In the Report and Recommendation, the magistrate judge identifies the petition as one brought pursuant to 28 U.S.C. § 2254, and concludes that because petitioner did not fulfill his statutory obligation to exhaust his state court remedies, the petition must be dismissed. Petitioner objects on the ground that the magistrate judge misidentified the petition, that the petition is one brought pursuant to 28 U.S.C. § 2241, and that the Court has discretion to determine the merits of the petition regardless of whether petitioner exhausted his state court remedies.
As both parties note, the instant petition is "properly classified as a § 2241 petition because it was filed pretrial and not while he was 'in custody pursuant to judgment of a state court.' See Walker v. O'Brien, 216 F.3d 626, 633 (7th Cir.2000) (§ 2254 is the vehicle for prisoners in custody pursuant to the judgment of a state court, but not those in state custody for some other reason, such as preconviction custody; in the latter case, § 2241 remains available)." Jacobs v. McCaughtry, 251 F.3d 596, 597 (7th Cir. 2001).

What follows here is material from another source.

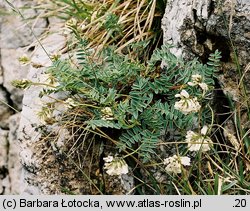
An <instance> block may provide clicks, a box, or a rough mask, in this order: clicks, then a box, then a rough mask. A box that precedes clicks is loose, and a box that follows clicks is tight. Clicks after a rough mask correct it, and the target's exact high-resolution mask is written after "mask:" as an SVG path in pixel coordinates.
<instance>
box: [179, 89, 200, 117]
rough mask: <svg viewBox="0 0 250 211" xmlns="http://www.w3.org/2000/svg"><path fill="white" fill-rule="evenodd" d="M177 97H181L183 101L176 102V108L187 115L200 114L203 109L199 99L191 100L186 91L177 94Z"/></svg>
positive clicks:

"While [state pretrial detainees seeking § 2241 relief] are not subject to the statutory requirement of exhaustion of remedies, 28 U.S.C. § 2254(b) (1988) (exhausting state remedies required of 'person in custody pursuant to the judgment of a State court'), federal courts nevertheless may require, as a matter of comity, that such detainees exhaust all avenues of state relief before seeking the writ." United States v. Castor, 937 F.2d 293, 296-96 (7th Cir. 1991) (citing Baldwin v. Lewis, 442 F.2d 29, 31-33 (7th Cir.1971)).
Here, the Court agrees with the government's assessment of this case. It is due to petitioner's various collateral challenges and filings and requests for continuances in the state court proceedings that the state court case has not yet been resolved. Upon resolution of the state court case, this action may be rendered moot; alternatively, should petitioner be committed under the SVPCA, petitioner may seek appellate review in the state court system. The Court further notes that because the petitioner mayraise the claims he makes here in his pending civil case, he has not exhausted his administrative remedies. Therefore, while the Court is aware that it has the discretion to address the merits of the instant petition, the Court declines to do so.
Accordingly, the Court SUSTAINS petitioner's objection in part and REJECTS the Report and Recommendation insofar as the magistrate judge identifies the petition as one under § 2254 and concludes that the Court has no discretion to adjudicate the merits of the petition as petitioner failed to exhaust his administrative remedies. However, the Court determines in its discretion that it is appropriate to require the petitioner to exhaust all avenues of state relief before seeking collateral review. Therefore, respondent's motion to dismiss is GRANTED, petitioner's motion to stay is DENIED, and the petition is DISMISSED without prejudice.